问题
I have extracted text from pdf line by line using pdfbox, to process it with my algorithm by sentences.
I am recognizing the sentences by using period(.) followed by a word whose first letter is capital. Here the issue is, when a sentence ends with a word which has superscript, extractor treats it as a normal character and places it next to period(.)
For example: expression "2 power 22" when appeared as a last word in a sentence i.e. with a period, it has been extracted as 2.22 which makes it difficult to identify the end of sentence.
Please suggest a solution to get rid of super script or a different logic to identify the end of sentence.
Thanks.
回答1:
I am answering my own questions, as some may get directed here.
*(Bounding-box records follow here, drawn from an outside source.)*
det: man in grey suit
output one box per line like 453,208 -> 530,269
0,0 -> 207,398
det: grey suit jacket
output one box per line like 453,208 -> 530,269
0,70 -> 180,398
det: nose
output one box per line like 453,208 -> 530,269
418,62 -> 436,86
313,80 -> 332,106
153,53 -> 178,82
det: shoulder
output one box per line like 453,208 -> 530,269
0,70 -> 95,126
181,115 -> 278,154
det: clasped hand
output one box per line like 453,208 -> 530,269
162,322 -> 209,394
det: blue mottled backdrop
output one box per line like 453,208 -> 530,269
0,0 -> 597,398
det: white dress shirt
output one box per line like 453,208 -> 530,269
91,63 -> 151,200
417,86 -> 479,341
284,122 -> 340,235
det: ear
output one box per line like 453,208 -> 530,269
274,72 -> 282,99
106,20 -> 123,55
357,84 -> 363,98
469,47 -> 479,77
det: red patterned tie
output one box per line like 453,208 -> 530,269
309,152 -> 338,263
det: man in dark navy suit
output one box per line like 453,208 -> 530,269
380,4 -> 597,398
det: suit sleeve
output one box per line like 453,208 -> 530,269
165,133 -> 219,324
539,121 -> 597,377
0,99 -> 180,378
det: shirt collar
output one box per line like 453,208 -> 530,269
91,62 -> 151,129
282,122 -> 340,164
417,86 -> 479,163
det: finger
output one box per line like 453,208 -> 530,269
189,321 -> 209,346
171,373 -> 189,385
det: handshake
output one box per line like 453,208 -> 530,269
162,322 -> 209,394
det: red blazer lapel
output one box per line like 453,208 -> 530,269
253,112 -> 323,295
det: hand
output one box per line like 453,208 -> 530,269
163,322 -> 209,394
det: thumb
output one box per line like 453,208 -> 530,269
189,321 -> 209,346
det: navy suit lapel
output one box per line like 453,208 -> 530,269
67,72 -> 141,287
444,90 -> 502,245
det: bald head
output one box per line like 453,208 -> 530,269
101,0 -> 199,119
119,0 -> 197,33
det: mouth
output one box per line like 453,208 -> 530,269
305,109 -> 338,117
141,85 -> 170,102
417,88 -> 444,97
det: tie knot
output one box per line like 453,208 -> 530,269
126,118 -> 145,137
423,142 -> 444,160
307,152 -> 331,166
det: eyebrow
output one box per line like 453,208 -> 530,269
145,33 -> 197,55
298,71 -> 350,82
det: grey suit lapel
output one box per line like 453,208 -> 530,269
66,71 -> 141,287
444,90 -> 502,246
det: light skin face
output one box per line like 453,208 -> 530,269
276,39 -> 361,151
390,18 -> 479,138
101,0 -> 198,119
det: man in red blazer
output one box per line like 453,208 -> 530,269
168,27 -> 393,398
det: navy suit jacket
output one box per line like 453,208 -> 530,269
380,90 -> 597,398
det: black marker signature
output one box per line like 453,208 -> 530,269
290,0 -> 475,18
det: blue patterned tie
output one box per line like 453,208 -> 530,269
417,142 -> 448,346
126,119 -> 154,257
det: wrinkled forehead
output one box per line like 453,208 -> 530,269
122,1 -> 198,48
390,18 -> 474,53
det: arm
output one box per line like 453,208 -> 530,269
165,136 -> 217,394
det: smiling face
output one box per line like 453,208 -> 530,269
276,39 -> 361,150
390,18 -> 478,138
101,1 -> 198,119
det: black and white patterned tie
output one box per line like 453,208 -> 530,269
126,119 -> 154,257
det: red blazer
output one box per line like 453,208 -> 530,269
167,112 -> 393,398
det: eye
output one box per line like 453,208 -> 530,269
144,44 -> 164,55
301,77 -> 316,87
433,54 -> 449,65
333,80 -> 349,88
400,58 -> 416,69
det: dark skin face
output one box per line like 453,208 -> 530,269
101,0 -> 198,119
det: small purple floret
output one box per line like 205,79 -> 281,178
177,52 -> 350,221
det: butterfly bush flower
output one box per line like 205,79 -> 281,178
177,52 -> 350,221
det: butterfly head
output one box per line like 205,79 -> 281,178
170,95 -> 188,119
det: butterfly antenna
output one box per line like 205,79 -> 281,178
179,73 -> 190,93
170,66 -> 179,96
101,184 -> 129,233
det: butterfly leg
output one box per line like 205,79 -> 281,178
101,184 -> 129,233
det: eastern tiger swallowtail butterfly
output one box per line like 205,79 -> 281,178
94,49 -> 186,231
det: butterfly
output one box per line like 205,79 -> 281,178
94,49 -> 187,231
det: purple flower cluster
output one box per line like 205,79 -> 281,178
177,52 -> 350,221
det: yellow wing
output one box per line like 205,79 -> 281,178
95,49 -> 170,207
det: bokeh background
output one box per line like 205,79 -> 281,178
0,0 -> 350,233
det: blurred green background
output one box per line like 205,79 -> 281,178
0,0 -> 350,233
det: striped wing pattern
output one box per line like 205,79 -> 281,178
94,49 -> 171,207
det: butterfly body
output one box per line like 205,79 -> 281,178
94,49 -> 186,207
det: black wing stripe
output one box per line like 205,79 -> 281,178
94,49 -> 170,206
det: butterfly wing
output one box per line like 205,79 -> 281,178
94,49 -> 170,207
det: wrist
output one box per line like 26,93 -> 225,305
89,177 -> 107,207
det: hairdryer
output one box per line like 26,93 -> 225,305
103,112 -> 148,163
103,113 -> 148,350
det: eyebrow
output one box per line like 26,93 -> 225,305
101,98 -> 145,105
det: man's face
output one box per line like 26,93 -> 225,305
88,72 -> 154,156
I had solved this according to @mkl suggestion. After observing the result of getYScale() in PDFStreamEngine.java, I have come to a conclusion that the size of superscript was less than 8.9663. so I had kept a condition in the PDFStreamEngine.java before creating a TextPosition, which will be processed by PDFTextStripper.java. The code is below:
if(textXctm.getYScale()>=8.9663) {
processTextPosition(
new TextPosition(
pageRotation,
pageWidth,
pageHeight,
textMatrixStart,
endXPosition,
endYPosition,
totalVerticalDisplacementDisp,
widthText,
spaceWidthDisp,
c,
codePoints,
font,
fontSizeText,
(int)(fontSizeText * textMatrix.getXScale())
));
}
Let me know if my approach has any flaws in eliminating only the superscripts. Thanks.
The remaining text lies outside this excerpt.